Isn't it weird that acceptance rate is a thing we look for in a conference/journal?
Publishing a paper should not be competitive like "we take the top 20% paper", it should be "we take all papers that are good enough according to our standards". Sometimes it can be a very low or very high number depending on the quality of the paper submitted.
@solalnathan@academicchatter@phdstudents I wonder if it's all due to a lack of substantive understanding and expertise (or concern), at the level of decision-makers. "Top x% is excellent!", whether it's accepted papers or grants provided, is a totally subatnce-free metric. Any monkey can apply it and claim they're measuring exceptionality (just not what kind exactly).
I would guess there is some pressure for competition forced by neoliberalism yes, but also some historical debt.

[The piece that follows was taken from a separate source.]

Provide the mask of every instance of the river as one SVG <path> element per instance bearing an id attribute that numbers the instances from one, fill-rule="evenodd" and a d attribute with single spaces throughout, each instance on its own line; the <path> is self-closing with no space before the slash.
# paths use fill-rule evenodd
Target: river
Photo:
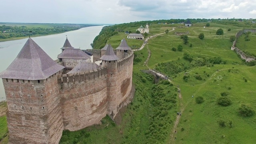
<path id="1" fill-rule="evenodd" d="M 90 44 L 99 34 L 103 26 L 84 28 L 79 30 L 61 34 L 32 38 L 52 59 L 61 52 L 66 36 L 71 46 L 82 50 L 92 49 Z M 28 40 L 18 40 L 0 42 L 0 72 L 5 70 L 16 58 L 20 50 Z M 0 102 L 6 100 L 3 83 L 0 80 Z"/>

When you have a print you cannot accept an unlimited amount of paper so you create artificial competition (fix number and not % in this case). But the cost is now marginal to host a PDF on a web server and cannot justify it anymore.
It's also interesting to note that rejection/acceptance rate has no correlation with the Journal Impact Factor™ (but then JIF is also a rather silly and dubious calculation too, so I'm less certain about what the non-correlation really tells us. Noteable nonetheless, particularly for JIF-worshippers of which I am not one)
@solalnathan@TEG@academicchatter@phdstudents sadly LLMs have made paper mills overwhelmingly efficient. Even before, the imbalance between authors and reviewers posed constraints to the number of papers that can be carefully evaluated: now it is getting worse. In this context, the acceptance rate makes even less sense (cheap submissions drive it artificially down) as a proxy for reviewing quality and selectivity. But I believe the whole process is not sustainable anymore. Alternatives anyone?